Staff training should include what to look for that would require notifying the on-call nurse, and what information the nurse requires in order to provide appropriate direction to staff. The on-call nurse will decide whether to come in based on the physical and mental health status and history of the youth involved, the resources available on site and the nurse’s distance from the facility.
— From CorrectCare Volume 20, Issue 1, Winter 2006
In our maximum security prison, the segregation area is a very controlled environment since the inmates here are considered dangerous individuals, known to attack staff and other inmates. The superintendent has asked health services to limit these inmates’ trips to the facility clinic whenever possible. We want to cooperate with security concerns, but do not wish to violate standards or give less than appropriate care. How far can we go in providing “cell-side” interventions?
The standards most directly relevant are P-A-09 Privacy of Care and P-E-07 Nonemergency Health Care Requests and Services, although several other standards come into play: P-A-01 Access to Care; P-D-03 Clinic Space, Equipment, and Supplies; P-E-09 Segregated Inmates; and P-H-02 Confidentiality of Health Records and Information. It may be helpful to share copies of these standards with the correctional authorities so that they have the “big picture” from the health services perspective.
NCCHC (P-E-07) distinguishes between triaging health care requests (“sorting and classifying ... to determine priority of need and the proper place for health care to be rendered”) and sick call (“evaluation and treatment of an ambulatory patient in a clinical setting”). Clinical setting is defined as “an examination room or treatment room appropriately supplied and equipped” to address health care needs (P-E 07). Clinical encounters are “interactions between inmates and health care providers that involve a treatment and/or exchange of confidential information” (P-A 09).
Privacy is to be respected at all times, and when security personnel must be present due to risk to the safety of the health care provider or others, efforts are made to afford partial visual and verbal privacy (P-A-09).

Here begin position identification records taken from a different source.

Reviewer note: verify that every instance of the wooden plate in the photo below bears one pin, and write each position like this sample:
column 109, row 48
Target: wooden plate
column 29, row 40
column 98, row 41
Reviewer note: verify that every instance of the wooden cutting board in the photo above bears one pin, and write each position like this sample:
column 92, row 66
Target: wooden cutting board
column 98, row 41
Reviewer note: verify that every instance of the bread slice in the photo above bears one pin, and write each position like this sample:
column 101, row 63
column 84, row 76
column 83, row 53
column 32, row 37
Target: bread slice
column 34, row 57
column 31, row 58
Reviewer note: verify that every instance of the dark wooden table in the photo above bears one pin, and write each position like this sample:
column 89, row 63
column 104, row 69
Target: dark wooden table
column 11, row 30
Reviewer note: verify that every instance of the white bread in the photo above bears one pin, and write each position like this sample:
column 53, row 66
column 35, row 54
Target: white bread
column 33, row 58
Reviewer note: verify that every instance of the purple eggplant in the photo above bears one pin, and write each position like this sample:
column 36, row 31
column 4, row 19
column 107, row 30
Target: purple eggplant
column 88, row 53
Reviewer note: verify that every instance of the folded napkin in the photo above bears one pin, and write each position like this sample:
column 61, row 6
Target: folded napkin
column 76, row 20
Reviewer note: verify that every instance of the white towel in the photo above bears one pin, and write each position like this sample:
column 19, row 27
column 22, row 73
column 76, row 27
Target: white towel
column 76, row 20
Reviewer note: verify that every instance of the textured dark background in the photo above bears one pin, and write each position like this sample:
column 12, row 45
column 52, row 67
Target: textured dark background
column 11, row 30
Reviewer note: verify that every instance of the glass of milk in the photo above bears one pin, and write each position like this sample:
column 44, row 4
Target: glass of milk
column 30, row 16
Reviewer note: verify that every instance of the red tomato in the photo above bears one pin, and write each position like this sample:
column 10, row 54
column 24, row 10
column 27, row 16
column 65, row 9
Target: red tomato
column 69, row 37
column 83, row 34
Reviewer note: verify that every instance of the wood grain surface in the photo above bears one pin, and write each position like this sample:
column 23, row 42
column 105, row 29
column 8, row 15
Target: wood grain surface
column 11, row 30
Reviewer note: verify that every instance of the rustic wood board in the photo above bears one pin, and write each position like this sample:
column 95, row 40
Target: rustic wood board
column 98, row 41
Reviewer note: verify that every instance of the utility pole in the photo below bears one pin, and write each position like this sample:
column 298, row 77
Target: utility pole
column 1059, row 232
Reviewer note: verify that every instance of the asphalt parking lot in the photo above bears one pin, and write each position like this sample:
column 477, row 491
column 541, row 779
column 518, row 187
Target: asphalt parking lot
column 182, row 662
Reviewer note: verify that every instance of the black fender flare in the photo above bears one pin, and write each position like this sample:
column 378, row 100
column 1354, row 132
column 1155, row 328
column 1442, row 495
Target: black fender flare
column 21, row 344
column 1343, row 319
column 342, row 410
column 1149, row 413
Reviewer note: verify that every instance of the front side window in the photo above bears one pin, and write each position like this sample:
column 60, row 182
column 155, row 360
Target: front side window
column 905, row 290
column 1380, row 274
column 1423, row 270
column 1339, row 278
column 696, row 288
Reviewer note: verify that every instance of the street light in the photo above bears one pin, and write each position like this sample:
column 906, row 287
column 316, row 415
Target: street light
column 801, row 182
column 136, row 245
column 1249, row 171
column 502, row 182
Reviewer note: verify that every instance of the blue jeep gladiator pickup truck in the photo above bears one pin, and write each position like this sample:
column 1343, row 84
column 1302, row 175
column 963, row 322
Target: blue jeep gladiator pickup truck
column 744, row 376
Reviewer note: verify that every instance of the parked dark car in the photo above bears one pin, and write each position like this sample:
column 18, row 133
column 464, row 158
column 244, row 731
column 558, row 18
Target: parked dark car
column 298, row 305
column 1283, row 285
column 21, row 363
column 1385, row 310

Cell-side triage of health care requests is fine. However, when triage indicates a need to examine, treat or delve into confidential information, the inmate must be taken to a clinical setting. So while routine blood pressure checks could be done in the cell with the door open (not by the inmate pushing his arm through a slot), an extensive examination of heart and lungs requires a clinical setting. Likewise, mental health staff may ask about the inmate’s well-being at the cell door, but if the reply to “Do you need to talk?” is positive, a clinical area is needed where confidential exchanges can take place.
A clinical area can be set up in the segregation area provided that it has the necessary equipment and supplies (see P-D-03) for evaluation and treatment. For example, if a sink is lacking, then “appropriate alternate means of hand sanitization” must be available. Otherwise, the inmate must be taken to the central clinic for assessment and/or treatment.
Officers assigned to segregation must receive training on their role in protecting the confidentiality of any health information they are exposed to because of their duties (P-H-02). In such a setting, any joking, teasing or reference to confidential health information by staff would only exacerbate tension.
As health staff aware of the potential risks these inmates present, you will want to work as a team with correctional staff without compromising the ethics of your professions. Often it is the quality of respect and nonverbal interaction between health and correctional staff that the inmates pick up on and respond to, either positively or negatively.